Because of their insufficient armor, the insides of Sherman tanks were prone to catching fire during combat. This problem was compounded when fires ignited shells and other munitions inside a tank. Sherman M4’s were jokingly referred to by British soldiers as “Ronsons”, a brand of lighter whose slogan was “Lights up the first time, every time!”[iv] Polish soldiers referred to them simply as “The Burning Grave”.

In the course of the war, tactics of coordination, as well as better ammo storage systems, were implemented to reduce the tank’s many deficits. Armored divisions also kept very efficient repair crews.[v] The faults of the Sherman were also balanced by the sheer number that could be manufactured and the speed of this production. Regardless of the reasons for the Sherman’s problems, individuals of the Third Armored division dealt with them in their daily lives. The Sherman M4 medium tank proved to be both a “death trap” for American soldiers and a poor defense against German tanks. However, its use by almost all of the Allied Forces was crucial to their ultimate success in WWII.

Clearly, the 3rd Armored Division Archives can lend perspective to both the heroic, and dangerous, actions of WWII and the most frustrating aspects of quotidian Army life.

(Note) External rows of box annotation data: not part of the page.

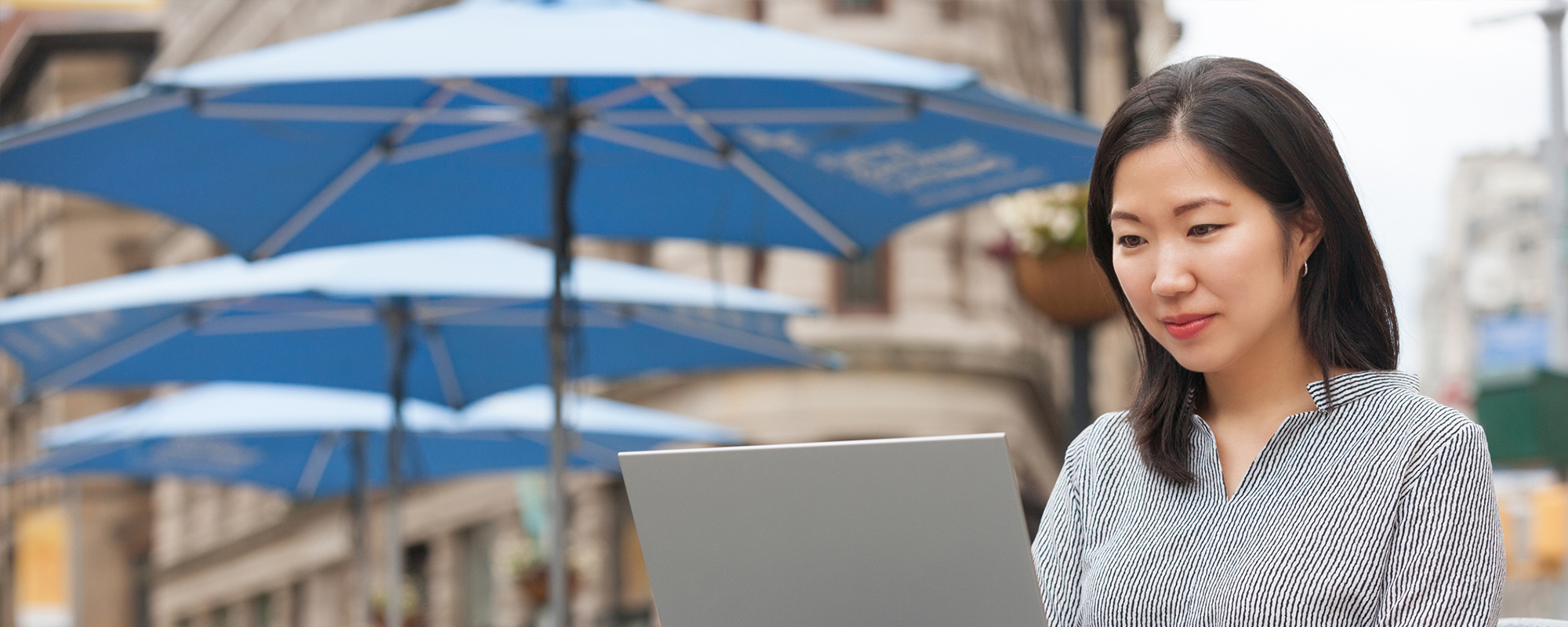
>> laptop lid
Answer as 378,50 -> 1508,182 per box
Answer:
621,434 -> 1046,627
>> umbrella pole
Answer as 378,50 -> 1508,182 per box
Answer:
541,77 -> 577,627
381,296 -> 412,627
348,431 -> 370,627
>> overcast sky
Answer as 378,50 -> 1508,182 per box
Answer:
1167,0 -> 1546,371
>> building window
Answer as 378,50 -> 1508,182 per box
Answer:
403,542 -> 430,627
246,593 -> 273,627
936,0 -> 964,22
746,246 -> 768,290
458,525 -> 495,627
289,580 -> 306,627
834,246 -> 892,314
826,0 -> 887,16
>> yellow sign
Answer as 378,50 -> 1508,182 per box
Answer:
16,506 -> 75,627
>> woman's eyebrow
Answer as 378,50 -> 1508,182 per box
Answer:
1171,196 -> 1231,216
1107,196 -> 1231,223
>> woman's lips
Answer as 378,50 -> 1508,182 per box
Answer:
1160,314 -> 1214,340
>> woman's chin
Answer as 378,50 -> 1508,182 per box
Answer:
1167,346 -> 1232,373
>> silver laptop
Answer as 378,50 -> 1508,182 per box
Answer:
621,433 -> 1046,627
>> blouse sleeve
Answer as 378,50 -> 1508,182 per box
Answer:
1033,431 -> 1090,627
1375,423 -> 1504,627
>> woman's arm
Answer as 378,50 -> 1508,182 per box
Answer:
1033,431 -> 1090,627
1375,423 -> 1504,627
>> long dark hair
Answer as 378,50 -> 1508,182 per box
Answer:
1088,56 -> 1399,486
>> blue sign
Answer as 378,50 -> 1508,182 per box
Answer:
1475,312 -> 1549,373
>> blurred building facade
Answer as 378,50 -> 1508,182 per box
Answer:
0,0 -> 1178,627
1421,149 -> 1568,616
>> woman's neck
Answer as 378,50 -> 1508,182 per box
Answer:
1200,323 -> 1334,426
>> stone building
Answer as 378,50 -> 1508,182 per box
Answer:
1421,150 -> 1551,415
0,0 -> 1178,627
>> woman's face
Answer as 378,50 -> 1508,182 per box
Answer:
1110,140 -> 1317,373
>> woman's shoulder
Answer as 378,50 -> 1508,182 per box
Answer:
1330,371 -> 1485,458
1066,411 -> 1138,462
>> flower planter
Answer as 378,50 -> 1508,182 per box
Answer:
1013,251 -> 1120,326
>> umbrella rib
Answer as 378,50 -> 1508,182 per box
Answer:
0,89 -> 190,150
597,107 -> 914,125
574,78 -> 691,116
295,431 -> 337,498
196,102 -> 522,125
580,122 -> 728,169
33,310 -> 204,390
618,306 -> 822,365
436,80 -> 539,116
387,122 -> 539,163
422,324 -> 466,408
823,83 -> 1099,147
638,78 -> 861,257
251,82 -> 463,260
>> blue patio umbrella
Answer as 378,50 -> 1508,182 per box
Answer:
0,0 -> 1099,259
0,0 -> 1098,621
24,381 -> 739,498
0,235 -> 823,621
0,235 -> 822,408
22,382 -> 737,627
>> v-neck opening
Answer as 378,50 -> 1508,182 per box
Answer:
1192,409 -> 1320,506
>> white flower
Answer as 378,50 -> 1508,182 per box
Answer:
991,183 -> 1083,254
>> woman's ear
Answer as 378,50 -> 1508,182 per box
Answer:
1290,204 -> 1323,262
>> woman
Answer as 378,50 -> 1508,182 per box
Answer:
1033,58 -> 1504,627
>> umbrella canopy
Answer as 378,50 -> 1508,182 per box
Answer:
24,382 -> 737,498
0,237 -> 822,408
0,0 -> 1098,259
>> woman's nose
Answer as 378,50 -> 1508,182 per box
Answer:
1151,254 -> 1198,298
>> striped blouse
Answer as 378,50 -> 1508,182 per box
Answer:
1033,371 -> 1504,627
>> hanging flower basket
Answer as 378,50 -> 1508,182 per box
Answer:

By utilizing the archives’ many personal stories of soldiers and the wide range of supplementary documents, one can find an answer or discover a brand new set of questions within the 3rd Armored Division Archives.

If you would like to listen to 3rd Armored Division Staff Sergeant Anthony Hufnagel describe his experience with the Sherman M4, listen to these two audio files:

audio file 1 

audio file 2


[1] Letter to a Mr. von der Weiden from Henry J. Earl (1983). Haynes Dugan Papers, Record Series 26/20/76, Box 1, Folder, Jan-June, 1985.

[2] Cooper, Belton. Death Traps. Random House, 1998. xii.

[3] Correspondence from Haynes Dugan to Walter Stitt. Book Review, Record Series 26/20/76, Box 10, Folder 1998, January-September, p. 2.

[4] Correspondence from Haynes Dugan to Walter Stitt. Book Review, Record Series 26/20/76, Box 10, Folder 1998, January-September, p.4.

[5] Cooper, Belton. Death Traps. Random House, 1998. xiii.